Fernández de Larrinoa: Wir haben mit ihnen geforscht, von der Arktis bis in den Amazonas und vom Himalaja bis nach Subsahara-Afrika. Die Ergebnisse haben bewiesen, dass ihre Ernährungsweisen nicht nur nachhaltig sind, sondern auch resilienter gegen die Veränderungen durch den Klimawandel. Die Indigenen sehen sich nicht nur als Farmer, das ist das Erste, was sie uns gesagt haben, sondern als Jäger, Fischer und Sammler. Sie haben ein wertvolles, von Generation zu Generation weitergegebenes Ahnenwissen darüber, wie man gleichzeitig die Menschen ernährt und die Natur nicht überfordert. All ihre Ernährungssysteme basieren auf ihrer Kosmogonie und einem spirituellen Glauben daran, dass überall Leben ist, das Respekt verdient. Wenn ein Tier erlegt wird, gibt es meist eine Zeremonie. Man ist sich bewusst, dass man ein Leben genommen hat. Aber auch Bäume und Pflanzen werden als Lebewesen wahrgenommen. Wir sehen also einen völlig anderen Zugang zum Ökosystem, in dem sie leben.

SPIEGEL: Was machen sie denn konkret anders?

Fernández de Larrinoa: Auch sie essen Fisch, Fleisch und Pflanzen. Ihre Systeme erlauben aber oft beispielsweise keine Anhäufung von Nahrung. Das Essen darf nicht in großen Mengen gespeichert werden, sondern wird in der Gruppe verteilt, sodass alle genug haben und gleichzeitig die Kapazitäten der Natur nicht überschritten werden. Indigene verstehen den Unterschied zwischen Lebensmittelerzeugung und Produktion. Letzteres System benötigt menschliches Zutun, etwa Landwirtschaft oder Viehwirtschaft. Während der Lockdownphase in der Pandemie hat diese Produktion gelitten. Die Nahrungsmittelerzeugung hingegen, etwa in Form von Jagd oder Fischerei, blühte während der Pandemie geradezu auf, die Bestände erholten sich. Unser kommerzielles System geht bei der Nahrungsmittelerzeugung genauso vor wie bei der Produktion, deswegen gibt es beispielsweise Überfischung. Es wird massenweise Fisch aus dem Meer geholt, alles, was keinen kommerziellen Wert hat, wird einfach zurückgeworfen.
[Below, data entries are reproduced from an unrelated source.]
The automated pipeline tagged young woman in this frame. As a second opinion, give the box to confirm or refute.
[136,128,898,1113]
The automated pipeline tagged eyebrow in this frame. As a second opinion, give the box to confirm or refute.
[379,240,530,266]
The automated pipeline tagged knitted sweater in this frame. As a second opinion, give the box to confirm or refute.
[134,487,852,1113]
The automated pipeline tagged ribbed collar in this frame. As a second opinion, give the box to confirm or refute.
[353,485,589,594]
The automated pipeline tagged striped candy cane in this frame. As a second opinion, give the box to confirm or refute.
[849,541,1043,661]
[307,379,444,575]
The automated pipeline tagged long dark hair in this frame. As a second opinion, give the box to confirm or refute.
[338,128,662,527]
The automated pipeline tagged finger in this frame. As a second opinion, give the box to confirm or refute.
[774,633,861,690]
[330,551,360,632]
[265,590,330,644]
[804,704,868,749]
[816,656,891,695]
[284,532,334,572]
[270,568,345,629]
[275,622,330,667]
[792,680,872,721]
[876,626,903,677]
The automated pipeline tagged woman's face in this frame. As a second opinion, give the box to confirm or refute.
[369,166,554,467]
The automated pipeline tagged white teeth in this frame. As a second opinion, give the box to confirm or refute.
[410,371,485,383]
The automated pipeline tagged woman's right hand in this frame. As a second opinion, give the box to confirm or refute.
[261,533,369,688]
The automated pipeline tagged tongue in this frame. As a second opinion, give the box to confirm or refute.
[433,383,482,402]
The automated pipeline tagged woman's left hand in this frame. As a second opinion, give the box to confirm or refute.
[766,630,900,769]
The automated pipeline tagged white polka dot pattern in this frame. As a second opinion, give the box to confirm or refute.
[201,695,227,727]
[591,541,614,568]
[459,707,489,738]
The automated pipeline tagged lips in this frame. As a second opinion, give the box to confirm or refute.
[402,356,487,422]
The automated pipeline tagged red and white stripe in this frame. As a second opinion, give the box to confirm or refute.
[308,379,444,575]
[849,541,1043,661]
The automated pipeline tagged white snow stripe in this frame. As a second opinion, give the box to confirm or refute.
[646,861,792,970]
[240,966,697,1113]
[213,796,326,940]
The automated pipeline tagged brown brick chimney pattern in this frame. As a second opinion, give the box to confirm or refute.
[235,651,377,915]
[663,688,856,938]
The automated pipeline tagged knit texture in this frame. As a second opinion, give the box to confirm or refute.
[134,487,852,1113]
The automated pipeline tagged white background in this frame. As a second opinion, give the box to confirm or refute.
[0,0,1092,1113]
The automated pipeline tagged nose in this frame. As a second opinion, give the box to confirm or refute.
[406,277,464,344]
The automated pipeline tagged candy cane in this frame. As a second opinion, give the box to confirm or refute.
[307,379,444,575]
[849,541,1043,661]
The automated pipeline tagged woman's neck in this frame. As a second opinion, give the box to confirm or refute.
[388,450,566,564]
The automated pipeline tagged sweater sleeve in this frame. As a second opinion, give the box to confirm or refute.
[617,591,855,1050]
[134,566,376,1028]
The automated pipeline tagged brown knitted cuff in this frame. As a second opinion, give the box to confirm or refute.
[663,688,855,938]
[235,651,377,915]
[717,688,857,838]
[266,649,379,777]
Das würde in einer indigenen Gemeinschaft niemals passieren.

SPIEGEL: Es gibt also keine Lebensmittelabfälle?

Fernández de Larrinoa: Exakt. Das Konzept Müll kennen indigene Gemeinden erst seit Kurzem, seit er von außen kommt in Form von Plastik oder Batterien. Traditionell werden bei ihnen organische Nebenprodukte weiterverwertet, als Verpackungen, Werkzeuge und Kompost. Manche Unternehmen kopieren solche Ansätze inzwischen. Es werden Tüten nicht aus Plastik, sondern aus Kartoffelstärke oder Mais hergestellt.

SPIEGEL: Sie beschreiben Systeme, in denen sich relativ kleine Gruppen selbst ernähren, hauptsächlich mit dem, was sie in der Natur vorfinden. Städter können nicht jagen, sammeln oder fischen gehen. Inwiefern lassen sich die indigenen Ansätze auf die Lebensrealität größerer, urbaner Bevölkerungen übertragen?

Fernández de Larrinoa: Das Leben in Städten verändert die Art, wie wir essen. Tatsächlich besorgt es mich, wie Städter essen – es hat Auswirkungen auf den gesamten Planeten. Natürlich lassen sich indigene Systeme nicht direkt auf urbane Räume übertragen. Dennoch gibt es viel, was wir von ihnen lernen können. Indigene Menschen wissen um die Wichtigkeit von Saisonalität. Sie leben nach dem Kalender der Natur, und das ist gut für ihre Gesundheit und für die Ökosysteme. Städter könnten außerdem lernen, regionale Lebensmittel zu essen und nur so viel einzukaufen, wie sie auch benötigen. Essen könnte geteilt werden, bevor es weggeworfen wird. Die Nahrung indigener Menschen ist außerdem sehr vielfältig. Die Khasi im Himalaja etwa produzieren mehr als 200 verschiedene Lebensmittel durch wechselnden Anbau im Wald. Heutzutage basiert die Mehrheit unserer kommerziellen Lebensmittel auf drei, vier wichtigen Pflanzen, die oft in intensiven, die Umwelt schädigenden Monokulturen angebaut werden. Viel von dem, was früher noch angebaut wurde, ist nach und nach von unserem Speiseplan verschwunden. Ich sehe großes Potenzial darin, diese Verengung rückgängig zu machen.